Nonobstant ces limites évidentes, cette supposée ouverture et tolérance à la diversité sexuelle que s’autoapproprient certains pays homonationalistes occidentaux en tant qu’« imaginative geographies » (Gregory, 2004, p.117) ou qu’« imagined community » (Anderson, 1991[1983], p.32) permet à l’Ouest de reprendre son rôle antérieur de gardien de la moralité de la civilisation, laquelle en théorie ne se définit plus exclusivement par la monogamie, le mariage et le contrôle hétérosexuels. De la sorte, l’Occident peut s’inscrire « légitimement » dans une entreprise internationale dite d’émancipation sexuelle de contrées dépeintes comme barbares et rétrogrades en ces domaines, en recourant si nécessaire à des moyens symboliquement violents, tels qu’entrevus précédemment, et matériellement violents, tels qu’expliqués ci- dessous.

En effet, une des manifestations les plus insidieuses de la domestication de corps gais, lesbiens et queers par certains États-nations occidentaux est leur instrumentalisation comme munitions pour renforcer et légitimer des projets nationalistes d’impérialisme culturel et géopolitique tels que l’intervention militaire au Moyen-Orient (et en tout lieu où se logent prétendument les terroristes) pour sauver les femmes, les gais et les lesbiennes, essentialisées comme des victimes de leur culture patriarcale fondamentalement (voire naturellement) sexiste et homophobe (Puar, 2005, 2006; Haritaworn, 2008).

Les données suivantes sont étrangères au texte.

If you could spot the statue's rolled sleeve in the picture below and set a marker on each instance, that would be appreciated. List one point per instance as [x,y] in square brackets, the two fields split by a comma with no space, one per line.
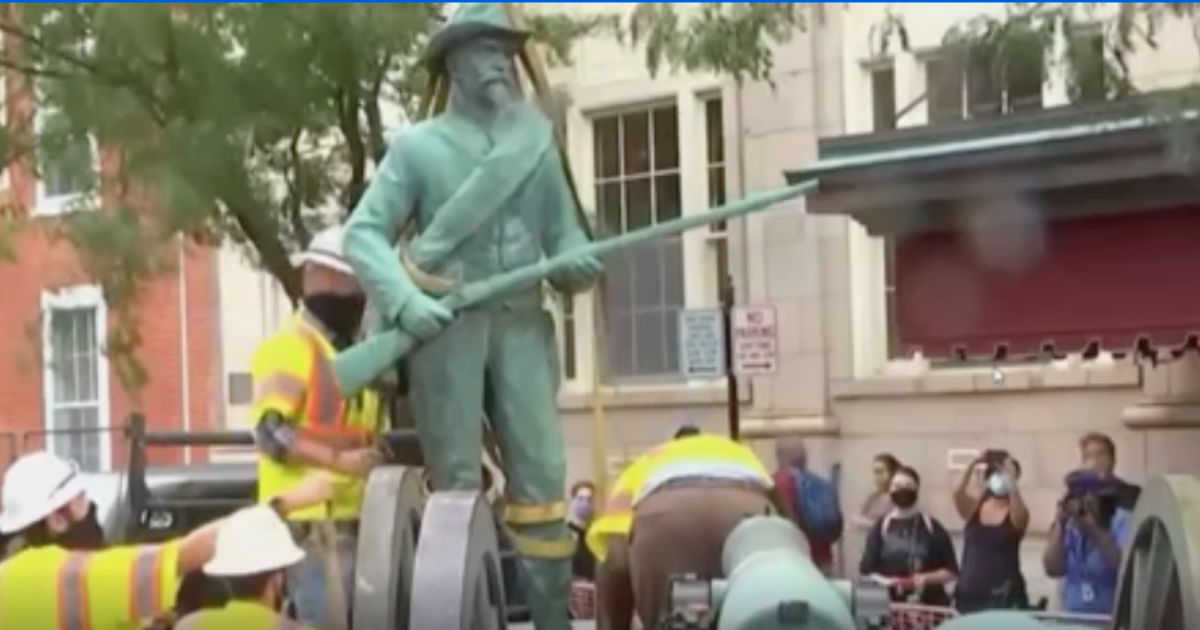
[373,228]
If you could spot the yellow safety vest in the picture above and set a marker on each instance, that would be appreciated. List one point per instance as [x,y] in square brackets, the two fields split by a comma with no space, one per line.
[691,453]
[293,375]
[237,616]
[119,588]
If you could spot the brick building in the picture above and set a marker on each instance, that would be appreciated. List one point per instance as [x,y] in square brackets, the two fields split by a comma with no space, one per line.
[58,388]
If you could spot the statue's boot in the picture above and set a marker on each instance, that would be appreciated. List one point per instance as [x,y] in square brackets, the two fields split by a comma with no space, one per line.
[545,553]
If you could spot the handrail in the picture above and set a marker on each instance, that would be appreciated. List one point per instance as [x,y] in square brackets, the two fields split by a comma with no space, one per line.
[401,445]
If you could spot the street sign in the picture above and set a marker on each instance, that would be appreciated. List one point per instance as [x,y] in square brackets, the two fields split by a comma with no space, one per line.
[755,341]
[702,343]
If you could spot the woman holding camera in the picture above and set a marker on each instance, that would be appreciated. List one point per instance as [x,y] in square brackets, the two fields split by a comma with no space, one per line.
[1085,544]
[907,550]
[989,501]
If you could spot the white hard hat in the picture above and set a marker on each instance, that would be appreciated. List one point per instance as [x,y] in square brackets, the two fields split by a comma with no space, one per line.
[36,486]
[325,250]
[251,541]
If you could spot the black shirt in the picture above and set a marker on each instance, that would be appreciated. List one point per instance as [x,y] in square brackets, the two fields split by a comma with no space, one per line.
[991,568]
[909,546]
[583,564]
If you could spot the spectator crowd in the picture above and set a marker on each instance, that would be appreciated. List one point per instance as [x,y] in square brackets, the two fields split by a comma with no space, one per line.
[912,552]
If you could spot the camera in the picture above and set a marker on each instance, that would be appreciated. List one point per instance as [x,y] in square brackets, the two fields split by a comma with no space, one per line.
[1089,496]
[994,461]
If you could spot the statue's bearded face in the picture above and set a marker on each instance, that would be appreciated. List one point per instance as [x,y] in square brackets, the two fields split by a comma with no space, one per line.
[483,70]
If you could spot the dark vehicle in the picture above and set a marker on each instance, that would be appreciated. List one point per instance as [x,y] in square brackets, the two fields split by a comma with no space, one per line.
[153,504]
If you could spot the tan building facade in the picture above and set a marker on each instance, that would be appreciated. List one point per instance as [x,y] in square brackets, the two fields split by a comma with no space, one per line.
[828,281]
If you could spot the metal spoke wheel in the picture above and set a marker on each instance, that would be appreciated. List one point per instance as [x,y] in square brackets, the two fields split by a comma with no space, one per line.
[459,585]
[388,533]
[1159,585]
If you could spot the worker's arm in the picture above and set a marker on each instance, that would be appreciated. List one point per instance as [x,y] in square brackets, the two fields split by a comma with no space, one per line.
[279,370]
[191,552]
[373,228]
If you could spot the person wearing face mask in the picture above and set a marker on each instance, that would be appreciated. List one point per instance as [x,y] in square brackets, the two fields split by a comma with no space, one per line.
[301,424]
[64,577]
[989,499]
[253,552]
[879,503]
[907,550]
[583,564]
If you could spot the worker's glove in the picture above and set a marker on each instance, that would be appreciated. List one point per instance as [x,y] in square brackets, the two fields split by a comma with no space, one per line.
[579,274]
[424,317]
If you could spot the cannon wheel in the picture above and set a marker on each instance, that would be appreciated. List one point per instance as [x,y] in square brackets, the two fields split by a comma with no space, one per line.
[457,581]
[387,551]
[1159,583]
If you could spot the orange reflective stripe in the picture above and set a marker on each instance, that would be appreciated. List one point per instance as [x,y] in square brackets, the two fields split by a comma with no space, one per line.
[324,399]
[285,385]
[73,605]
[145,591]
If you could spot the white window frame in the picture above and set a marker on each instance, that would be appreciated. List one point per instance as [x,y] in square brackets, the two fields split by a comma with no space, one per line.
[60,204]
[72,298]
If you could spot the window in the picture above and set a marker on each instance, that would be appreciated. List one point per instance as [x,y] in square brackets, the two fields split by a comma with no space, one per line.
[76,376]
[976,84]
[1087,73]
[637,185]
[883,99]
[239,389]
[67,157]
[714,141]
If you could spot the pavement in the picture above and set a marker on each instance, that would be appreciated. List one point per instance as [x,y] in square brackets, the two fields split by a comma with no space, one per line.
[579,625]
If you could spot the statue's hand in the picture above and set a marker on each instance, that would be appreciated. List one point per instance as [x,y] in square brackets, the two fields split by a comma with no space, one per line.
[424,317]
[579,274]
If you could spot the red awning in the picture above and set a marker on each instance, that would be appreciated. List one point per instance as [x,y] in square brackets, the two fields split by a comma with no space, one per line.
[1117,283]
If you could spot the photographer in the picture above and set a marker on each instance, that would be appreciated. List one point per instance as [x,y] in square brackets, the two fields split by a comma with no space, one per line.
[989,501]
[1085,543]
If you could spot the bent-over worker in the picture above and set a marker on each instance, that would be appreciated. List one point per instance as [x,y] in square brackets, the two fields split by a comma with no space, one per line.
[670,513]
[303,423]
[253,551]
[53,583]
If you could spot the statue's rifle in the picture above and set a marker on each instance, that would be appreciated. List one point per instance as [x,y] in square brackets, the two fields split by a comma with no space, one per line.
[361,364]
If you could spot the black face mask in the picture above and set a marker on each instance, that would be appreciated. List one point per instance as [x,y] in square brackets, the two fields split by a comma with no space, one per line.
[904,498]
[341,315]
[85,534]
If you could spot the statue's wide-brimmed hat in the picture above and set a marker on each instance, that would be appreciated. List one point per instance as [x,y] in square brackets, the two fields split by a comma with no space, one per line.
[472,21]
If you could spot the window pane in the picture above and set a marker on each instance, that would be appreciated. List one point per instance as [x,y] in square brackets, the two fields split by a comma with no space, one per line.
[671,263]
[621,345]
[69,169]
[984,85]
[636,139]
[606,142]
[609,199]
[666,197]
[619,274]
[717,193]
[649,345]
[883,99]
[639,204]
[647,277]
[714,125]
[943,85]
[666,138]
[671,342]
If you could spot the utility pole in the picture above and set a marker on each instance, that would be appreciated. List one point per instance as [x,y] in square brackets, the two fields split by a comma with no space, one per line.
[733,406]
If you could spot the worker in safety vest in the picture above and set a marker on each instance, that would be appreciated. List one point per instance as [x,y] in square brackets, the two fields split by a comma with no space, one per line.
[683,498]
[301,424]
[54,585]
[253,551]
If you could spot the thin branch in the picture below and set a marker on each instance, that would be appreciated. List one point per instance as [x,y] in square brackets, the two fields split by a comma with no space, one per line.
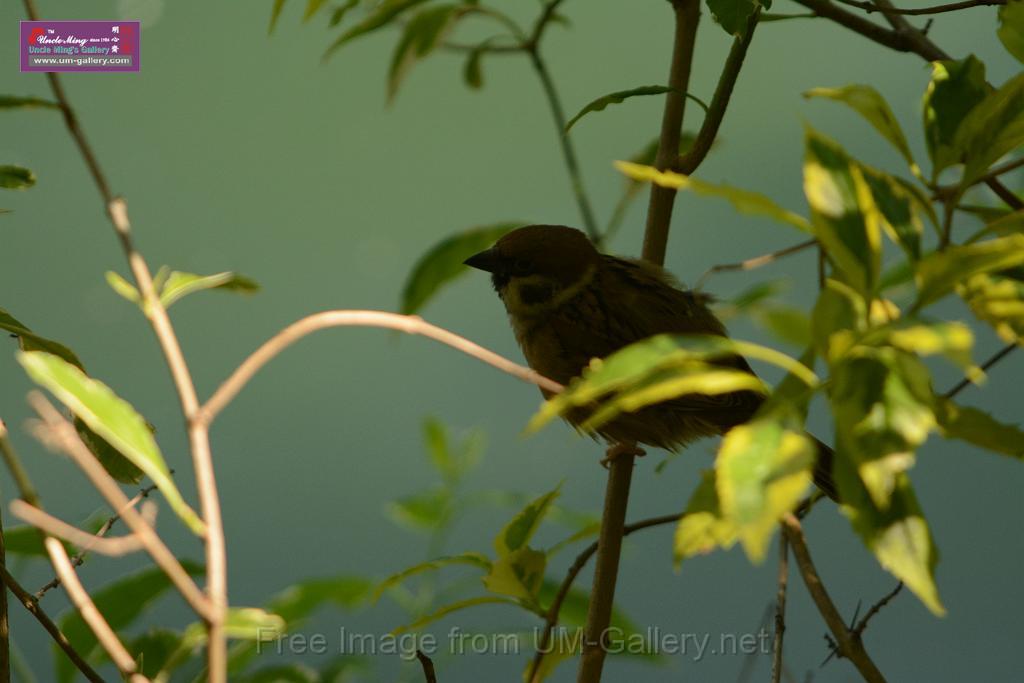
[428,667]
[216,556]
[79,558]
[938,9]
[90,614]
[783,579]
[756,261]
[848,643]
[551,619]
[720,100]
[412,325]
[30,603]
[71,443]
[61,529]
[994,358]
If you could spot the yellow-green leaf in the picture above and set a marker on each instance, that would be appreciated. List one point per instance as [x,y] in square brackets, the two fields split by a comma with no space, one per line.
[114,419]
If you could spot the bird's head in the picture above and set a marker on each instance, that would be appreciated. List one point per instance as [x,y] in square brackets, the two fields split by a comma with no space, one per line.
[538,267]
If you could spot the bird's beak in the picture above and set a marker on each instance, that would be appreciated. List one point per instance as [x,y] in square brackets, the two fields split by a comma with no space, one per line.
[486,260]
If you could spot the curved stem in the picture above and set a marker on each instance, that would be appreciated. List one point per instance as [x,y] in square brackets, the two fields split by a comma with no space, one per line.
[412,325]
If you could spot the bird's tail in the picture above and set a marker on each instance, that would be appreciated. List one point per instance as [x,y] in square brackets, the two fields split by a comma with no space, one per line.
[823,469]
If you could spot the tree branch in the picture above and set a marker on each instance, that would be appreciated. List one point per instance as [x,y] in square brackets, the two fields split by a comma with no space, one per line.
[411,325]
[720,100]
[848,643]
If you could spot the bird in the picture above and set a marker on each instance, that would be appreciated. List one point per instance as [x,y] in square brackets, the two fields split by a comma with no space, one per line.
[568,303]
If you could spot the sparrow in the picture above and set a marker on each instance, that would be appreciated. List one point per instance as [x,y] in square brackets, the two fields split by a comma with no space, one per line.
[568,303]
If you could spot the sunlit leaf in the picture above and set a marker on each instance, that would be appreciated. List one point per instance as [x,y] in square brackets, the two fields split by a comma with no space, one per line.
[382,14]
[869,103]
[15,177]
[704,527]
[120,603]
[1011,30]
[979,428]
[444,262]
[955,88]
[520,529]
[112,418]
[621,96]
[15,101]
[938,273]
[898,536]
[743,201]
[762,469]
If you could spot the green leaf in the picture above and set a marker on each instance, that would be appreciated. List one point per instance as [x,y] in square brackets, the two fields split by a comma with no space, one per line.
[1011,30]
[120,603]
[938,273]
[520,529]
[898,536]
[470,559]
[15,101]
[454,607]
[443,263]
[15,177]
[869,103]
[113,419]
[844,214]
[993,128]
[743,201]
[955,88]
[979,428]
[622,95]
[382,14]
[179,285]
[762,470]
[732,15]
[517,573]
[420,37]
[704,527]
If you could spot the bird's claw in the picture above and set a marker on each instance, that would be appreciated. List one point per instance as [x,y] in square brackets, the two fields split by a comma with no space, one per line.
[616,450]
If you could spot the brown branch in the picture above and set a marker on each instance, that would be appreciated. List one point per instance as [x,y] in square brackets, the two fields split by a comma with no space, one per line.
[756,261]
[551,617]
[720,100]
[30,603]
[412,325]
[61,529]
[90,614]
[938,9]
[783,578]
[994,358]
[849,644]
[71,443]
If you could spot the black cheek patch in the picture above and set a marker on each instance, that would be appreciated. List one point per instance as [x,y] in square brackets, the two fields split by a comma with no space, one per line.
[535,294]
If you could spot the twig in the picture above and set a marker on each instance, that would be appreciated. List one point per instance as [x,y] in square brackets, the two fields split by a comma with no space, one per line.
[687,14]
[428,667]
[938,9]
[73,445]
[412,325]
[79,558]
[994,358]
[848,643]
[216,556]
[756,261]
[30,603]
[551,620]
[720,100]
[90,614]
[61,529]
[783,578]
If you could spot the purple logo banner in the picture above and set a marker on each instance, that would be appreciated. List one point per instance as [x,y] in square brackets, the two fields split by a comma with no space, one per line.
[78,46]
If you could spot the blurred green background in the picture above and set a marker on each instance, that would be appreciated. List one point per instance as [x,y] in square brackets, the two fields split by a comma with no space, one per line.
[239,151]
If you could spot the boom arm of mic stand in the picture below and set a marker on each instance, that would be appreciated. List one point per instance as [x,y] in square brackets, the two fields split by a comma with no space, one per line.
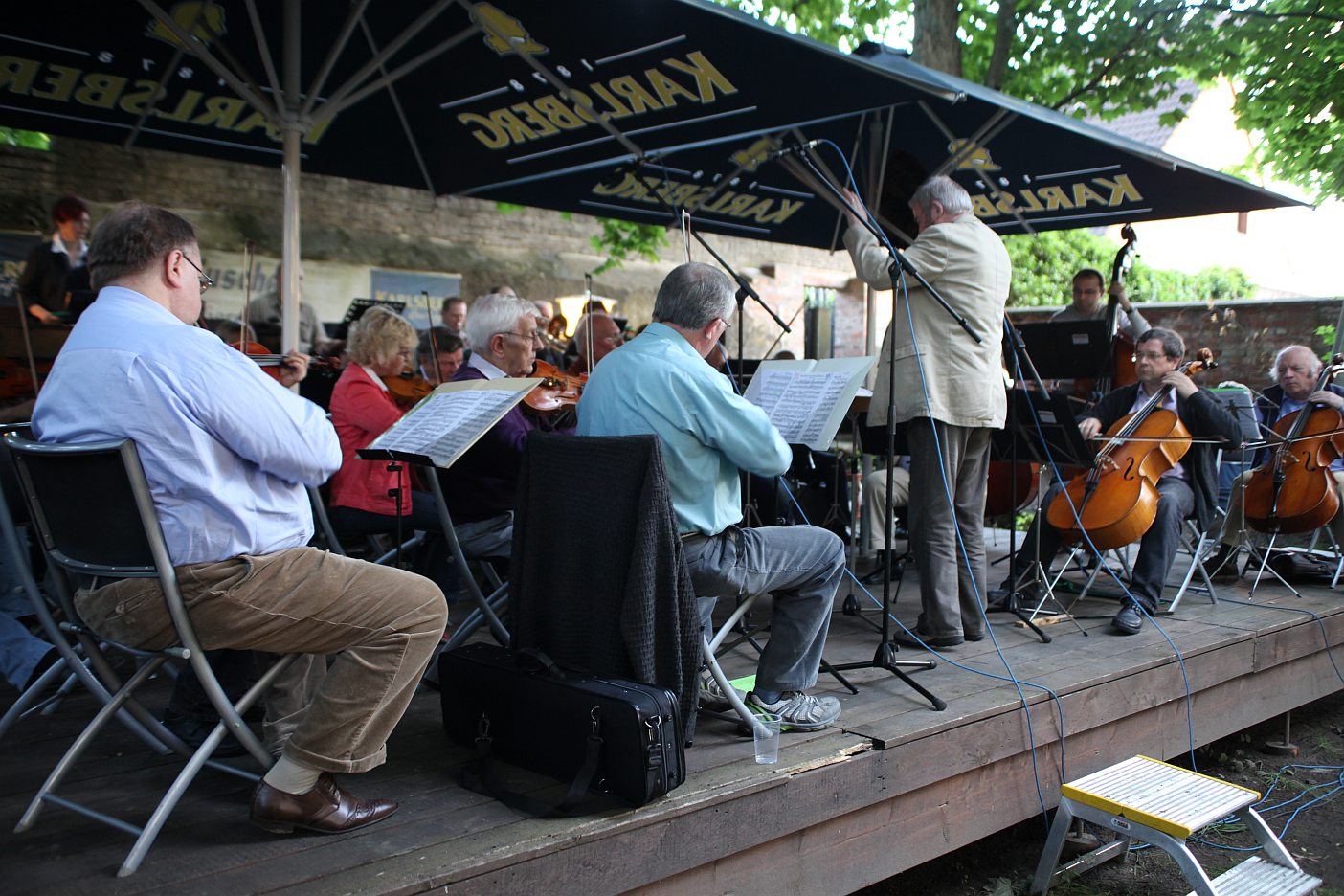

Cette réelle entreprise impérialiste islamophobe, source de multiples nuisances, est mieux connue sous l’appellation de « guerre contre le terrorisme », héritée des attentats du 11 septembre 2001 à New York, mais aussi de ceux de Londres, de Madrid, d’Istanbul, etc. Par le biais de l’ « impérialisme gai » (Haritaworn et al., 2008), les sujets nationaux gais, lesbiennes et queers, d’un côté généralement discriminés du point de vue microsocial et macrosocial en raison de leur transgression de l’hétéronormativité, détiennent d’un autre côté un rôle discursif ou militaire central dans l’entreprise néocoloniale que Winant (2005) appelle la mission tutélaire de l’Ouest:

“[…] the tutelary mission of the West is proclaimed- in the values of “freedom”, “democracy”, “pluralism”, “secularism”, and so on - while underneath the surface the old agendas advance : most notably political-military power and the capture of natural resources” (Winant, 2005, p.127).

Bien que plus perceptible en contexte euroaméricain, la tendance homonationaliste actuelle est officiellement rejointe par certains pays non occidentaux alors que la sexualité, et plus spécifiquement la tolérance et l’acceptation des réalités sexuelles non normatives, devient une arène présumée importante pour la production de la modernité (Altman, 2001). Comme mentionné antérieurement, l’Afrique du Sud, l’Argentine et l’Uruguay, par exemple, reconnaissent respectivement le droit au mariage entre conjoints de même sexe depuis 2006, 2010 et 2013 (André, 2010; R., 2013).

En conclusion, la présente revue de littérature éclaire le positionnement complexe qu’occupent les lesbiennes/queers de couleur, à la fois représentées et ignorées à l’intérieur des discours transnationaux de la mondialisation queer et des discours nationaux hétéronormatifs et homonormatifs, et souligne la pertinence et l’intérêt de la problématique articulée en introduction.